Citation:
Imene B, Farid B, Saddek B (2017) Radiography and Risk Factors of Lung Cancer: Modeling Using an Intelligent System. Int J Radiol Radiat
Ther 3(5): 00074. DOI:
10.15406/ijrrt.2017.03.00074

Many factors involved in the detection of lung cancer. The confirmation depends on Age; Tobacco use; Historical malignancy; Growth rate; Edge characteristics; Size). The factors analyzed in this study are not precise beings and do not induce the same effects in the groups of the population. These variables are uncertain and therefore fuzzy variables. The principles of fuzzy inference prove adequate in this case. A fuzzy system is constructed with four input variables (Age, Tobacco use, Historical malignancy, density and morphological tumor) and one output represents the rate of exactitude in diagnosis. A base rules was established. It will be possible to read the expected degree of confirmation of malign tumor or benign tumor of lung cancer by introducing randomly the values in inputs variables. The analysis of factors at diagnosis, differ for the different types of lung cancer. Several detection radiography techniques to improve sensitivity for the representation of nodules modeling in association with other factors remain imprecise. The results of statistical analysis using Bayesian approach or logistic regression are limited to significant or insignificant with degree of incertitude. After the analysis system is done, the analysis system proposed takes into consideration uncertainties in these factors.
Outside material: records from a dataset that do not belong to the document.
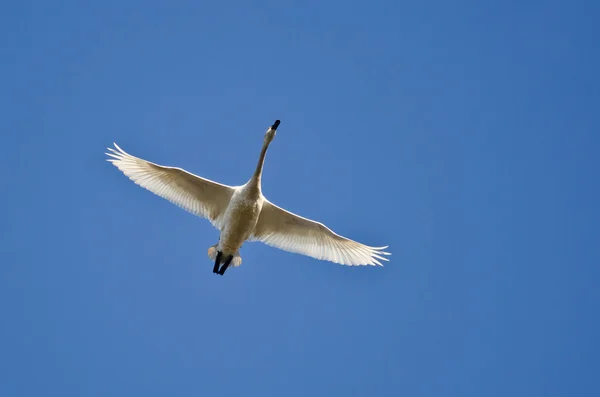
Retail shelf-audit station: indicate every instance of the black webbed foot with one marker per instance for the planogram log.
(217, 262)
(226, 265)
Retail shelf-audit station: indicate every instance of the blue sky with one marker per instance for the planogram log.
(463, 134)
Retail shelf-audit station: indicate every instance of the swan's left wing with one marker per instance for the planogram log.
(200, 196)
(290, 232)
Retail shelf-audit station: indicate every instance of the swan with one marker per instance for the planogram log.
(242, 213)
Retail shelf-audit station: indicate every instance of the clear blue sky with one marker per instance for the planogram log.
(463, 134)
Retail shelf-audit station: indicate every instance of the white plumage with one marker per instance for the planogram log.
(242, 213)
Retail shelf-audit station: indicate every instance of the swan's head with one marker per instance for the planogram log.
(270, 134)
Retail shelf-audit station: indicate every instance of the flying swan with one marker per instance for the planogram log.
(242, 213)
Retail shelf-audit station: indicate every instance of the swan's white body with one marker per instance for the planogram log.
(242, 213)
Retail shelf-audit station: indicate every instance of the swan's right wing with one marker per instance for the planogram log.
(200, 196)
(290, 232)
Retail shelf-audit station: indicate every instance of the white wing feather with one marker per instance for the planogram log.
(290, 232)
(200, 196)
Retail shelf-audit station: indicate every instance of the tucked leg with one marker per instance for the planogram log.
(217, 262)
(225, 265)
The fidelity of the image obtained in radiography remains always without much success. While different techniques are used for the purpose of its clarification. Parasitic effects are to be eliminated such as the effects of bones. Generally, imaging analysis is necessary when it comes to nodule detection using X-ray. In many cases, nodules detected on radiography require other assessment techniques in addition to imaging [1]. Differential diagnosis is often necessary when a solid pulmonary nodule is detected. To make the difference it is essential to evaluate the evolution of the SPN.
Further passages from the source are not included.